Amnesty International s’est procurée des exemplaires des demandes inquiétantes déposées par la police auprès du tribunal de première instance de Dacca, concernant la détention de ces travailleurs·euses jusqu’à ce qu’elle puisse déterminer la nature de leur infraction. La police affirme qu’ils ont « terni l’image du pays » en se livrant soi-disant à des activités illégales à l’étranger et pourraient commettre des infractions au Bangladesh à l’avenir.
Il est à déplorer que le tribunal de première instance de Dacca ait accédé à ces requêtes de la police, sans demander quelles charges précises pesaient sur ces personnes, en violation du droit international relatif aux droits humains et notamment de l’article 9 du Pacte international relatif aux droits civils et politiques (PIDCP).
L’arrestation de ces 32 travailleurs·euses s’inscrit dans le cadre d’une pratique inquiétante déployée depuis le 4 juillet, lorsque la police a envoyé en prison 219 travailleurs bangladais – 141 revenant du Koweït, 39 de Bahreïn et 39 du Qatar – pour les mêmes motifs. Le 21 juillet, la police a placé en détention 36 travailleurs migrants revenant du Qatar, expliquant qu’ils pourraient participer à des vols, des conflits familiaux ou des actes de terrorisme s’ils étaient remis en liberté. Le 1er septembre, elle a envoyé en prison 81 travailleurs migrants bangladais qui étaient rentrés du Viêt-Nam et deux autres revenus du Qatar, pour des motifs et des accusations similaires.

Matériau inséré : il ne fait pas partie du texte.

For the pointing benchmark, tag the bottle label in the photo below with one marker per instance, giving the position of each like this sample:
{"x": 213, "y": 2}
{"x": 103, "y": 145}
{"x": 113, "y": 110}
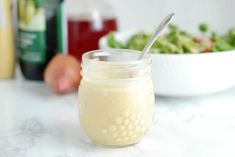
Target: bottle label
{"x": 32, "y": 31}
{"x": 2, "y": 14}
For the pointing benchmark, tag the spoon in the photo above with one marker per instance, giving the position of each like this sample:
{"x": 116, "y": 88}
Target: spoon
{"x": 157, "y": 33}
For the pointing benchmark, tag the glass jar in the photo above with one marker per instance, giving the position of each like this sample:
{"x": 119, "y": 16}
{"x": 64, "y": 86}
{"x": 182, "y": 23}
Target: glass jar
{"x": 87, "y": 22}
{"x": 116, "y": 97}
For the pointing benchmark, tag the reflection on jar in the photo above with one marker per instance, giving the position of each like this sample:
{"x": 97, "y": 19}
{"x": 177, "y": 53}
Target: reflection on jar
{"x": 116, "y": 97}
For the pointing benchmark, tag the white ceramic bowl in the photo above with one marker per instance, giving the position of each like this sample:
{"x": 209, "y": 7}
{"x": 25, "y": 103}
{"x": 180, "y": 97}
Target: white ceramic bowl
{"x": 188, "y": 74}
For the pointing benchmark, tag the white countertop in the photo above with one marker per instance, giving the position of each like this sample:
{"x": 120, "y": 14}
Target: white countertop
{"x": 34, "y": 122}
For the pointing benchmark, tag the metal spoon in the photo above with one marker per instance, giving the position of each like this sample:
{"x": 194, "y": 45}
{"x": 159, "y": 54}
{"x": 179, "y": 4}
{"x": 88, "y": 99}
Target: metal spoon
{"x": 160, "y": 28}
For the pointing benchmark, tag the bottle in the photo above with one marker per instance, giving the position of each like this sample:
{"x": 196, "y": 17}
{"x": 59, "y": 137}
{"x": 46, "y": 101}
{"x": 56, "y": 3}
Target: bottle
{"x": 38, "y": 27}
{"x": 7, "y": 54}
{"x": 87, "y": 22}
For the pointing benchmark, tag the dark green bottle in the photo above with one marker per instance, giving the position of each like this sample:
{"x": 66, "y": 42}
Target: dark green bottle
{"x": 39, "y": 26}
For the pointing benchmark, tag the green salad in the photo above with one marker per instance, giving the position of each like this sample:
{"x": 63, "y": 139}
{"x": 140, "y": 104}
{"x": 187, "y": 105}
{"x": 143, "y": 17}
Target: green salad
{"x": 177, "y": 41}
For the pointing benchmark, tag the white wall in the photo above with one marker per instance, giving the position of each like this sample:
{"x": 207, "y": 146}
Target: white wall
{"x": 220, "y": 14}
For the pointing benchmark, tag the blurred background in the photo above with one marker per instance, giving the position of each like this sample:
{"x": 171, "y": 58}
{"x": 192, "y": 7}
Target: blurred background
{"x": 134, "y": 14}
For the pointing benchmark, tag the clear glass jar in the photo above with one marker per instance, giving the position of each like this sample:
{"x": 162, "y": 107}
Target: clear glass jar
{"x": 116, "y": 97}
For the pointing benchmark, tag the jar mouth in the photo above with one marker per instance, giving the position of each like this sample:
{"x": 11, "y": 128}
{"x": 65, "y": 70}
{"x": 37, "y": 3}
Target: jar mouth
{"x": 119, "y": 56}
{"x": 115, "y": 64}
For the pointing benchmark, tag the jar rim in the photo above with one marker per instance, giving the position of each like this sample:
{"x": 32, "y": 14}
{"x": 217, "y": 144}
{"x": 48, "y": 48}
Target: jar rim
{"x": 114, "y": 64}
{"x": 126, "y": 56}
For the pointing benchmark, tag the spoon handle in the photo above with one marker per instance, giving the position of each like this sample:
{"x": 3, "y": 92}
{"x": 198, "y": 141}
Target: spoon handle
{"x": 162, "y": 25}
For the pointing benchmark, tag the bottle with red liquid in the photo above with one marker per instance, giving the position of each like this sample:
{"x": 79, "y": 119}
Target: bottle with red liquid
{"x": 87, "y": 22}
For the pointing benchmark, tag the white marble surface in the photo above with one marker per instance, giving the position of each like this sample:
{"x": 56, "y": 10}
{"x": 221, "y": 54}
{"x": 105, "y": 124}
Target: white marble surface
{"x": 34, "y": 122}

Tous ces travailleurs·euses migrants ont été placés en détention au titre de l’article 54 du Code de procédure pénale, qui permet aux policiers d’arrêter quelqu’un s’ils ont des « raisons de soupçonner » que cette personne est impliquée dans un acte illégal commis à l’extérieur du territoire national.

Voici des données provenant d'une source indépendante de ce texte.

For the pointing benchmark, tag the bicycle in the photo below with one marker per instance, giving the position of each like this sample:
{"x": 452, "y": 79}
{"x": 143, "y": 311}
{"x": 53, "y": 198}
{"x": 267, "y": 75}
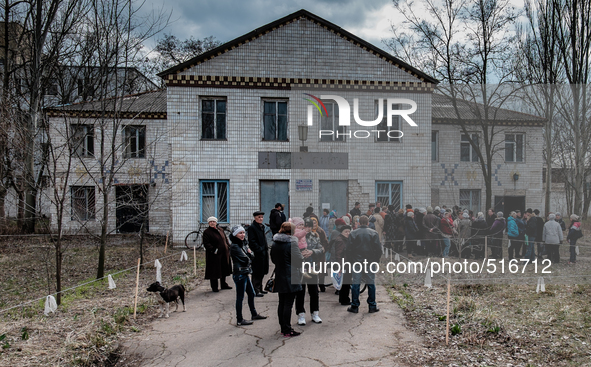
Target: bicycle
{"x": 195, "y": 238}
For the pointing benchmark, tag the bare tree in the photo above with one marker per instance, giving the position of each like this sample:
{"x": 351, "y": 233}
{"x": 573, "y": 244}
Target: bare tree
{"x": 539, "y": 65}
{"x": 466, "y": 44}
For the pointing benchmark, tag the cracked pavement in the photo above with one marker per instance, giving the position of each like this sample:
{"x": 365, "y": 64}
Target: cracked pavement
{"x": 207, "y": 335}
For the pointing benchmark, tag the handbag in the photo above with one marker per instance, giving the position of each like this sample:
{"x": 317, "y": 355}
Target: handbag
{"x": 270, "y": 286}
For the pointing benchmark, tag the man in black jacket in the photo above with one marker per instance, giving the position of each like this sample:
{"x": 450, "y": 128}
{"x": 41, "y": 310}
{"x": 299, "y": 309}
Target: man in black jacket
{"x": 356, "y": 211}
{"x": 276, "y": 218}
{"x": 364, "y": 247}
{"x": 257, "y": 241}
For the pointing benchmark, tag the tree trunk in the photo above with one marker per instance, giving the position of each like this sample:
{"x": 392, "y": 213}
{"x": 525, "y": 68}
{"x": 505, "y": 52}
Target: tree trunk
{"x": 104, "y": 225}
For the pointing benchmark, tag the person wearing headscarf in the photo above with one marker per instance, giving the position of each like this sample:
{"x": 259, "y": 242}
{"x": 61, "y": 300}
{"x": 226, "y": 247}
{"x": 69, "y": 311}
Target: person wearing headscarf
{"x": 257, "y": 241}
{"x": 574, "y": 233}
{"x": 316, "y": 229}
{"x": 552, "y": 237}
{"x": 217, "y": 255}
{"x": 242, "y": 259}
{"x": 496, "y": 232}
{"x": 314, "y": 253}
{"x": 479, "y": 231}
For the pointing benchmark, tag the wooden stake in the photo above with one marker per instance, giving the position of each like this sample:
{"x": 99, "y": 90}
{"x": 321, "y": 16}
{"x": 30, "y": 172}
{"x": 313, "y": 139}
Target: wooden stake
{"x": 137, "y": 283}
{"x": 166, "y": 243}
{"x": 447, "y": 317}
{"x": 194, "y": 261}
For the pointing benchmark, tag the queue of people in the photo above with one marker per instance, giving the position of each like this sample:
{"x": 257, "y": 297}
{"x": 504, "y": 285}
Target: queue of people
{"x": 358, "y": 236}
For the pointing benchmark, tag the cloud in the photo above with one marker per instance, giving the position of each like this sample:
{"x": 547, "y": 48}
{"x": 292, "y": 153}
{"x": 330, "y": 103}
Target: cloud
{"x": 229, "y": 19}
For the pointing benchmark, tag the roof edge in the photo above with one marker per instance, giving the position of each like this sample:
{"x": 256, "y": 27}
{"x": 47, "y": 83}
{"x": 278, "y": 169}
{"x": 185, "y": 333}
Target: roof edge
{"x": 300, "y": 13}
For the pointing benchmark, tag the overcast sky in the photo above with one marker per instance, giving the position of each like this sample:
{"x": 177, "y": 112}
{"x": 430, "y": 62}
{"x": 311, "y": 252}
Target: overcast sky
{"x": 229, "y": 19}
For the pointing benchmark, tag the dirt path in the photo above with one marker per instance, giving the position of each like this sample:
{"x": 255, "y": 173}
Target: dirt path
{"x": 206, "y": 335}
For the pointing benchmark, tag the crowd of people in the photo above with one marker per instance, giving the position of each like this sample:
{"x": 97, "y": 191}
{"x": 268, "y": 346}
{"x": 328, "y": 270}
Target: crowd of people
{"x": 357, "y": 236}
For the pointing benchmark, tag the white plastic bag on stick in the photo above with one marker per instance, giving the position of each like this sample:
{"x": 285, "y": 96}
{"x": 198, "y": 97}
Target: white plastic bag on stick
{"x": 158, "y": 272}
{"x": 111, "y": 282}
{"x": 50, "y": 305}
{"x": 541, "y": 286}
{"x": 428, "y": 279}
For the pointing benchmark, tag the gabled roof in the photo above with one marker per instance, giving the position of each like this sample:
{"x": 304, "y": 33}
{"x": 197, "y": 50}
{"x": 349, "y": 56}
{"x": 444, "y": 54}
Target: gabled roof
{"x": 443, "y": 112}
{"x": 285, "y": 20}
{"x": 150, "y": 104}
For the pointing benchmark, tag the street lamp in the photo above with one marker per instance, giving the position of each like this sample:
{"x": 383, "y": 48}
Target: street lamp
{"x": 303, "y": 134}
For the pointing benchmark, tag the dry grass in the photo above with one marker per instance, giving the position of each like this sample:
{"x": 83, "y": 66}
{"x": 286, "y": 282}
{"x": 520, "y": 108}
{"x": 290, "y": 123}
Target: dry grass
{"x": 502, "y": 322}
{"x": 87, "y": 326}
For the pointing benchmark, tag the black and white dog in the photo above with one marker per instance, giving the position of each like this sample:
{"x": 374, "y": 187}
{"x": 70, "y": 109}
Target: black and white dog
{"x": 171, "y": 294}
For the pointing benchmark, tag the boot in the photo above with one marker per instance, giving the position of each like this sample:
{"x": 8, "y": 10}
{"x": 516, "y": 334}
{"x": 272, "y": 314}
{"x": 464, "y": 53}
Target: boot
{"x": 302, "y": 318}
{"x": 316, "y": 318}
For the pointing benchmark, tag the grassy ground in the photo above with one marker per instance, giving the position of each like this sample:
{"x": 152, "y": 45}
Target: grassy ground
{"x": 86, "y": 328}
{"x": 502, "y": 320}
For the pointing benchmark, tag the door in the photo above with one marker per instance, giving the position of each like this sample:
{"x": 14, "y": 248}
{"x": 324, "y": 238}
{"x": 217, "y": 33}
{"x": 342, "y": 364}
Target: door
{"x": 132, "y": 208}
{"x": 514, "y": 203}
{"x": 273, "y": 192}
{"x": 334, "y": 194}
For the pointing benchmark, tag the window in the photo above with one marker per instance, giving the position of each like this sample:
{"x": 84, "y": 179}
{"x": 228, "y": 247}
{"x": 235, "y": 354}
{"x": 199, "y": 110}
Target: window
{"x": 385, "y": 132}
{"x": 83, "y": 205}
{"x": 214, "y": 200}
{"x": 275, "y": 120}
{"x": 331, "y": 123}
{"x": 467, "y": 152}
{"x": 52, "y": 87}
{"x": 389, "y": 193}
{"x": 213, "y": 119}
{"x": 83, "y": 140}
{"x": 85, "y": 88}
{"x": 470, "y": 199}
{"x": 434, "y": 146}
{"x": 513, "y": 147}
{"x": 135, "y": 141}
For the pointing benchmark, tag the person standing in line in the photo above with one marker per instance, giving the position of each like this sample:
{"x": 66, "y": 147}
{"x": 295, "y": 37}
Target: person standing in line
{"x": 324, "y": 221}
{"x": 574, "y": 233}
{"x": 379, "y": 223}
{"x": 496, "y": 232}
{"x": 552, "y": 238}
{"x": 539, "y": 234}
{"x": 447, "y": 231}
{"x": 276, "y": 218}
{"x": 431, "y": 225}
{"x": 513, "y": 235}
{"x": 287, "y": 258}
{"x": 364, "y": 245}
{"x": 257, "y": 242}
{"x": 217, "y": 255}
{"x": 242, "y": 260}
{"x": 411, "y": 232}
{"x": 312, "y": 254}
{"x": 479, "y": 229}
{"x": 356, "y": 211}
{"x": 371, "y": 210}
{"x": 560, "y": 221}
{"x": 531, "y": 229}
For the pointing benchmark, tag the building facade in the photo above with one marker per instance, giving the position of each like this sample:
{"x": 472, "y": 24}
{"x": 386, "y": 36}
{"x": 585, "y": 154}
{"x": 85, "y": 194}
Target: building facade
{"x": 263, "y": 119}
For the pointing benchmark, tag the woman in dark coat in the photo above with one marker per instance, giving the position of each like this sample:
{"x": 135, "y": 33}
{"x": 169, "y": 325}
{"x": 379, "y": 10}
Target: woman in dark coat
{"x": 287, "y": 258}
{"x": 242, "y": 258}
{"x": 257, "y": 241}
{"x": 217, "y": 255}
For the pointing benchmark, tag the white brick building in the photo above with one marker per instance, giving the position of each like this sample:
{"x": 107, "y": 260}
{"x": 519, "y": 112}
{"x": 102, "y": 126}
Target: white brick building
{"x": 231, "y": 126}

Shahin, 28 ans, a travaillé au Liban comme tailleur pendant quatre ans. Son père, Liton Borhania, 50 ans, a déclaré à Amnesty International qu’il a versé 500 000 takas bangladais (environ 5 100 euros) à des recruteurs pour faciliter le voyage de Shahin au Liban en février 2015. Depuis lors, Shahin, aîné d’une fratrie de cinq frères et une sœur, aide à subvenir aux besoins de la famille, notamment pour les dépenses du foyer et les frais de scolarisation de ses plus jeunes frères et sœurs.
Beaucoup de Bangladais·e·s deviennent victimes de traite en essayant de trouver un emploi bien rémunéré à l’étranger, surtout dans les pays du Golfe. Ils sont exploités par des trafiquants d’êtres humains qui leur promettent un emploi stable et bien rémunéré, puis par des employeurs qui les payent mal et les font travailler énormément en les menaçant de les envoyer en prison pour séjour illégal (voir le document d’ Amnesty International intitulé COVID-19 makes Gulf countries’ abuse of migrant workers impossible to ignore, 30 avril 2020).
Des militant·e·s des droits humains au Bangladesh ont déclaré qu’en arrêtant ces travailleurs·euses qui ont déjà purgé leur peine à l’étranger ou subi une expérience traumatisante après avoir été exploités par des trafiquants d’êtres humains, c’est le gouvernement bangladais lui-même qui ternit l’image du pays.